Professor Henry Srebrnik

Tuesday, April 11, 2023

Poland's Paradoxical Politics

 By Henry Srebrnik, [Charlottetown, PEI] Guardian

Russia’s invasion of Ukraine has enhanced the influence of the countries of Central and Eastern Europe, Poland in particular. As Germany’s chancellor, Olaf Scholz, told an audience in Prague last August, “The centre of Europe is moving eastward.”

The Polish state has supplied weaponry to the Ukrainian army on a huge scale, while Poles have welcomed millions of Ukrainian refugees into their homes, and they are currently housing 1.3 million.

Poland, which joined NATO in 1999 and the European Union in 2004, is delighted to be no longer talked down to as just another “new Eastern member” of the European bloc and the military alliance by veteran Western members like France and Germany.
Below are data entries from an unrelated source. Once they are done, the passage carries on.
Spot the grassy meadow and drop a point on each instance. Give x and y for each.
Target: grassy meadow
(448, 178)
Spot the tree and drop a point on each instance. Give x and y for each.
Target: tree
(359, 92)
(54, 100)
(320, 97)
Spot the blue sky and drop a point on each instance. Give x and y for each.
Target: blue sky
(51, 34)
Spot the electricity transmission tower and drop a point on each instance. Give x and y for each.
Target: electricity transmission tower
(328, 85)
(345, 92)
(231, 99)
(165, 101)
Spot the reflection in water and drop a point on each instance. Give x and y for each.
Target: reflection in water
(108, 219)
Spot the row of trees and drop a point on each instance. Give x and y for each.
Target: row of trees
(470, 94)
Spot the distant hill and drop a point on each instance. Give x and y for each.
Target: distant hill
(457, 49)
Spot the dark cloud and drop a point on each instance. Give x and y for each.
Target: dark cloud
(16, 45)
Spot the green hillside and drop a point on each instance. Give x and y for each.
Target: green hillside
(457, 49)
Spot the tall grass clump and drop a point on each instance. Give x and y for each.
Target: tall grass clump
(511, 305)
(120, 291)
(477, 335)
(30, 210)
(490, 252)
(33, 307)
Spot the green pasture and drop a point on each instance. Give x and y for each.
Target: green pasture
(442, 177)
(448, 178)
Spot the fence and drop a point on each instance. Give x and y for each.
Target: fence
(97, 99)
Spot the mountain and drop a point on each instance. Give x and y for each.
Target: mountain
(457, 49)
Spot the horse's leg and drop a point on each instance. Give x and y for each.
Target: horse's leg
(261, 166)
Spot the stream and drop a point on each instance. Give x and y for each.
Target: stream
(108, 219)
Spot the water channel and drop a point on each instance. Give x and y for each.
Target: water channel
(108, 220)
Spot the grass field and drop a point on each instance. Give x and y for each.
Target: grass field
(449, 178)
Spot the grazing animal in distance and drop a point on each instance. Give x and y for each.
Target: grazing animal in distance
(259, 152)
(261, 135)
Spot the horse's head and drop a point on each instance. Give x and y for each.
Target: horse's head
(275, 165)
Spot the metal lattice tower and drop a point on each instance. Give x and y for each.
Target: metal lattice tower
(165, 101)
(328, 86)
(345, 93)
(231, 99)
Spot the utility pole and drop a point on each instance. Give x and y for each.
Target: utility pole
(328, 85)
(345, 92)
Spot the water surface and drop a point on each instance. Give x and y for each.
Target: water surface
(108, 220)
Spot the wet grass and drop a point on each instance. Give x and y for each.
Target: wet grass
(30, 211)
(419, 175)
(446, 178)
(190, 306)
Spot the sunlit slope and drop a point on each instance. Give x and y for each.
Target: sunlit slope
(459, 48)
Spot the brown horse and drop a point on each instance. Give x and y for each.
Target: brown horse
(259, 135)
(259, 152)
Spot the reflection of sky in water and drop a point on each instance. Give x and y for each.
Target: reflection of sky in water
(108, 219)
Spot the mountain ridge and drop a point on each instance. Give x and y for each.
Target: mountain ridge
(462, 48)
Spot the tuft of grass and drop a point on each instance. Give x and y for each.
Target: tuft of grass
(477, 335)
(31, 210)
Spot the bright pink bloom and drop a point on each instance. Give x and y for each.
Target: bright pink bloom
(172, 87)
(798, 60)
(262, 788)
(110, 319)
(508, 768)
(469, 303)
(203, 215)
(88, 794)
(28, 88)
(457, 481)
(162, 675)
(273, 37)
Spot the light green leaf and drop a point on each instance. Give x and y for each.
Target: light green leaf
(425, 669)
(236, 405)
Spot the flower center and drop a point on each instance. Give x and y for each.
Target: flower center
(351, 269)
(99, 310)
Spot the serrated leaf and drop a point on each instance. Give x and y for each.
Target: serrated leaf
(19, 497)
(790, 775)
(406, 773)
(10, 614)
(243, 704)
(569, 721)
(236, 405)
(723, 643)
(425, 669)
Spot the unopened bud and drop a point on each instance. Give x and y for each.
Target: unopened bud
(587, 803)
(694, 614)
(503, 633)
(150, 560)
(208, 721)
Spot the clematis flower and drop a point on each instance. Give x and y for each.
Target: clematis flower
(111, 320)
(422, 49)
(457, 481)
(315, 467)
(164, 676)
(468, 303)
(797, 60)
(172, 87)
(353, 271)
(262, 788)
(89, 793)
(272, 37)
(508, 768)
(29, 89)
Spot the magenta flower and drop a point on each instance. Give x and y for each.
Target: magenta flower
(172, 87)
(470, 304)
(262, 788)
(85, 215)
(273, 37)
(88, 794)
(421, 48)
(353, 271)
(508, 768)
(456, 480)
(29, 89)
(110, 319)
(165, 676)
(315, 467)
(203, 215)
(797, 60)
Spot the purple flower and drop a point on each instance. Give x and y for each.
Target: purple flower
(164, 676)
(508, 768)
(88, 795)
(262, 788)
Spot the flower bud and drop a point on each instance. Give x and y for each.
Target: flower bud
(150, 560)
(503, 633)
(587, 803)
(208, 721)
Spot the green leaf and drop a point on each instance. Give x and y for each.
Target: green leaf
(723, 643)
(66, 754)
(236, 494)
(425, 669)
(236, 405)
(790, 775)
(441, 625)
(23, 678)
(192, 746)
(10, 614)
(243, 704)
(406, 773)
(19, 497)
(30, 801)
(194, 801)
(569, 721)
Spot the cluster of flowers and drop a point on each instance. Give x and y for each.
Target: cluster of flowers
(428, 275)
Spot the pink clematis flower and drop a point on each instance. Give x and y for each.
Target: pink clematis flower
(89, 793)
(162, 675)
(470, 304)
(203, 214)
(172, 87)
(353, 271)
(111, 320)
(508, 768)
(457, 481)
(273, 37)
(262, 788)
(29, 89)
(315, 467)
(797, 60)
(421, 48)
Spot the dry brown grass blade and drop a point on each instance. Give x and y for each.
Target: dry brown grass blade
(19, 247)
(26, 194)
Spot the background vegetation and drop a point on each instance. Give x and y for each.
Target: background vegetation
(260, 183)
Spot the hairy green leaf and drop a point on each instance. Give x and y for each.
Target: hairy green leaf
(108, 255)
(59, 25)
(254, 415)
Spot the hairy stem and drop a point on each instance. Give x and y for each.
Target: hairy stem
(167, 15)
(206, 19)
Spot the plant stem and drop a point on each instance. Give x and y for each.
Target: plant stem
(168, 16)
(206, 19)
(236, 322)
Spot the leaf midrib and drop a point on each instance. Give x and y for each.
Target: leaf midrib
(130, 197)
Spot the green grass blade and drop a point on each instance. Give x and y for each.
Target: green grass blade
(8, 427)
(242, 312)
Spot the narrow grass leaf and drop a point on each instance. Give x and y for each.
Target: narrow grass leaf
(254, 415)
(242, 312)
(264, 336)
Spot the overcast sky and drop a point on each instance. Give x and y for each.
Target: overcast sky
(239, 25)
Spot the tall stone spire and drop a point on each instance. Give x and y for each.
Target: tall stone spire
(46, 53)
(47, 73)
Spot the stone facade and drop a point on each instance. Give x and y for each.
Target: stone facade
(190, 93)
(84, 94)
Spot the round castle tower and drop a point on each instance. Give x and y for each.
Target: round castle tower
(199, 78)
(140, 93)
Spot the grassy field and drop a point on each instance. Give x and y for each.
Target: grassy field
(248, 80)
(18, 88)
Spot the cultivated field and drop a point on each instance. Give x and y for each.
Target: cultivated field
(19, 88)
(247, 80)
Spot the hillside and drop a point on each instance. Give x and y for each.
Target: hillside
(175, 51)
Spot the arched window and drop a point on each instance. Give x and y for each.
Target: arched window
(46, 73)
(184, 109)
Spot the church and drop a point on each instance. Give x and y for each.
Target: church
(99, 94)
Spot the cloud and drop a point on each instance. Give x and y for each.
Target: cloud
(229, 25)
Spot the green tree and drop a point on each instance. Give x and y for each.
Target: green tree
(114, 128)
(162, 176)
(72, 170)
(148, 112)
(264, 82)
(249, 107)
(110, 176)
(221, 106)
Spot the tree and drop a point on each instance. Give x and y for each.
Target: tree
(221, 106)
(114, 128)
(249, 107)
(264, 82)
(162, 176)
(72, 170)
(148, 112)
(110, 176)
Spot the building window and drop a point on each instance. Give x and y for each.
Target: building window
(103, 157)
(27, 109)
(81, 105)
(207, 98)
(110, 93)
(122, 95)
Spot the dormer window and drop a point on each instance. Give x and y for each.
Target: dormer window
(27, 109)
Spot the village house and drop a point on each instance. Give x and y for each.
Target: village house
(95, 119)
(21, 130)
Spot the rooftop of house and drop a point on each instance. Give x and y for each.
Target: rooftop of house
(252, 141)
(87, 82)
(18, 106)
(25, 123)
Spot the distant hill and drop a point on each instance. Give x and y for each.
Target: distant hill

“The voices of Central and Eastern Europeans are being listened to more and taken more seriously in the councils of Europe, and there is a big eastern enlargement agenda on the table,” maintains Timothy Garton Ash, a European historian at Saint Antony’s College, Oxford.

Judicial system

Poland’s new importance to NATO also makes it more important to the EU. Since the war began, therefore, Poland has been treated more gently by Brussels in its ongoing struggle with Warsaw revolving around changes to the country’s judiciary that critics say threaten the independence of Polish courts, as well as by the government’s insistence that Polish law trumps some EU legislation.

Still, at the moment Poland is losing out on $37 billion in EU pandemic relief funds because of its democratic backsliding. The money is being held up until Poland enacts changes related to the rule of law. It is also being fined $1 million a day for not complying with an EU court order related to judicial changes.

The EU contends this is in response to the failure of the Polish government to undo the overhaul of its judicial system which, Brussels insists, has significantly weakened the judiciary’s oversight of the executive and legislative branches.

The Polish government has in turn criticized the EU’s move, retorting that the nation is now fighting wars on two fronts, fending off attacks from both Moscow and Brussels. But critics of the Polish government argue that the remaking of the judiciary is undermining the entire legal order in Europe and that now is the moment to hold firm.

Fall election

They also cite the domestic political battles that lie ahead of national elections coming this fall, when Poland’s right-wing governing party, Law and Justice (PiS), which has been in power since 2015, will face its opponents on the liberal left, centred around the main opposition party, Civic Platform (PO). Polls show that the PiS may not pull off a third victory. As a result, the EU will most likely not disburse the pandemic-relief funds to Poland while awaiting the results.

Nonetheless, politically and morally Poland is more or less off the hook right now because of the role it plays as a front-line state in the Ukraine war, delivering arms and accepting refugees. The nation has a rapidly expanding military, and the government plans to double the size of the armed forces. Warsaw has ordered a large amount of sophisticated new arms, making it a more important player in both the EU and in NATO.

Polish Defence Minister Mariusz Blaszczak hopes the influx of arms will help build “the largest land force in Europe,” and he sees Warsaw signing billions in weapons contracts with U.S. suppliers. In February Blaszczak said the aim -- to double the size of the military to 300,000 troops -- is “within reach and realistic,” though he did not provide a time frame.

The government’s spending on the military, which now accounts for around three per cent of gross domestic product, is already far above the two per cent target set by NATO, and it will soon rise to four per cent. “This is going to be the highest portion of all the countries in NATO, including the U.S., as a proportion of GDP,” Prime Minister Mateusz Morawiecki has indicated.

So it seems that supporting Ukraine has transformed a “problematic” country, one that has been, along with illiberal Hungary, the bane of the Brussels bureaucrats, into a reincarnated “democracy.”